張董事剛要出言反駁,只見董事長辦公室的門突然被拉開了。
冷霜研面罩寒霜,緩緩從裡面走了出來。
她三天三夜水米沒沾牙,身體早已虛弱的不堪負重。
但她從小要強好勝,雖然渾身虛脫無力,卻依然站的筆直,目光也如從前一樣銳利。
“大家聽我說,我一定會想辦法帶著大家度過難關,請各位務必再給我一點時間。”
冷霜研單手扶住門框,語氣無比鏗鏘有力。
但她身體負荷顯然已經到了臨界點,僅僅幾句話彷彿抽乾了她所有力氣,虛汗順著額頭筆直而下。
一眾員工七嘴八舌的潑冷水:
“拉倒吧,四大家族財大勢大,區區冷氏拿甚麼跟人家鬥啊!”
“沒錯沒錯!何況你還是個沒長大的丫頭片子,你連自己都保護不了,你怎麼保護我們?”
“甚麼都別說了,馬上通知財務給我們結薪水,我們不幹了!”
一石激起千層浪,七八百號員工的情緒瞬間被帶動起來,轟然吵鬧不絕,整個樓層如同早市一般,紛擾喧囂,混亂不堪。

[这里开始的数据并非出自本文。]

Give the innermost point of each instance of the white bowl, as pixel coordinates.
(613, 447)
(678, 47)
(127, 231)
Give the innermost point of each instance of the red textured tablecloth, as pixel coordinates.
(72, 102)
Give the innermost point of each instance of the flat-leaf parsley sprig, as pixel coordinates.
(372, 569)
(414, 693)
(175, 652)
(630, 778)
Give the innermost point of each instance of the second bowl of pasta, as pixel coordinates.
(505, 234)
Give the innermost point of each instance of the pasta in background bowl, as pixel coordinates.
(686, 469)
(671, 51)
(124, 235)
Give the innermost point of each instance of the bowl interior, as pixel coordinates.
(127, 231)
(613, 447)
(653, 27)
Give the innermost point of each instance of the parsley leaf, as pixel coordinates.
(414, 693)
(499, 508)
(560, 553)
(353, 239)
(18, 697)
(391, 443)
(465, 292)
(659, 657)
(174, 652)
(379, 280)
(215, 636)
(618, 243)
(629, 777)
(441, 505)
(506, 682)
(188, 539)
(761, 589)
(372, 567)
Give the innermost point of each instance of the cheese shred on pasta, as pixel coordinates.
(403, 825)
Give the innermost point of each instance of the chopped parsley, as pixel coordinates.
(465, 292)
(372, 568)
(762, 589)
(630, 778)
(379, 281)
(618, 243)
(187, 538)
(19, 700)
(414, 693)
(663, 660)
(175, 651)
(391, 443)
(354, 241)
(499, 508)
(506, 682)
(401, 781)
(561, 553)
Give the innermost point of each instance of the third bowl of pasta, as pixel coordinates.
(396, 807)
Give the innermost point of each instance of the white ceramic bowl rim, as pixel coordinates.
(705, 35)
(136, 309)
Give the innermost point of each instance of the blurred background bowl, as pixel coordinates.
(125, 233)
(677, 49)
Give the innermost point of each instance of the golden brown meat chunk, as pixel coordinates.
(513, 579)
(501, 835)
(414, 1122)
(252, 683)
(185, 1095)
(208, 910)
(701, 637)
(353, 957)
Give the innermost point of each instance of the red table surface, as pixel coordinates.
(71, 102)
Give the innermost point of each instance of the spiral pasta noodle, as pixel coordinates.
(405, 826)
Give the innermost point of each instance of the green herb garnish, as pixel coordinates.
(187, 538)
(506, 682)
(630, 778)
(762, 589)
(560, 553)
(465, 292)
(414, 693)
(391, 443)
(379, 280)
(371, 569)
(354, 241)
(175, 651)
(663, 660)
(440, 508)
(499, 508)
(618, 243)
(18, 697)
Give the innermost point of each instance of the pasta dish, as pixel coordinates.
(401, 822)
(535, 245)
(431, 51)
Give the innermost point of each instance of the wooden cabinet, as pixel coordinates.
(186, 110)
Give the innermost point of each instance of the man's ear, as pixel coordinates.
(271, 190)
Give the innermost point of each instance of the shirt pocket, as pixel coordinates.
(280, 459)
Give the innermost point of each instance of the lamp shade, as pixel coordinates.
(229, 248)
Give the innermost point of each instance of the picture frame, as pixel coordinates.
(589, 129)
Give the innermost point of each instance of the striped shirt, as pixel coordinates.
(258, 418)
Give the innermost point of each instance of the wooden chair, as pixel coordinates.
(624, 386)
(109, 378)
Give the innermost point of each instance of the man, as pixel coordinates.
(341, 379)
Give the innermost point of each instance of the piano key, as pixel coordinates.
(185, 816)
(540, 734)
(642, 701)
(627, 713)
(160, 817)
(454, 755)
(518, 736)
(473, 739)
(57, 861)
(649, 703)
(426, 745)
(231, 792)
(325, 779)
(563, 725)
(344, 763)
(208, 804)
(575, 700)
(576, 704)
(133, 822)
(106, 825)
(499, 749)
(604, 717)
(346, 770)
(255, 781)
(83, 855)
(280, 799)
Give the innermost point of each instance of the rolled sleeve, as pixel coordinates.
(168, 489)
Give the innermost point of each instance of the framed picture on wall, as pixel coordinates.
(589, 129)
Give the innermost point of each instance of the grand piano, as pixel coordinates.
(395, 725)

冷霜研耳中隆隆,聽到的全是公司員工的牢騷聲,心中悽苦無助,眼淚再次潸然滑落。
“各位聽我說,各位請聽我說。”
冷霜研強忍淚水,誠心誠意的勸解大家留下。
可惜她勢單力孤,一張嘴根本無法跟數百張嘴抗衡,話音剛出,便被淹沒在層層聲浪中,連她自己都聽不真切。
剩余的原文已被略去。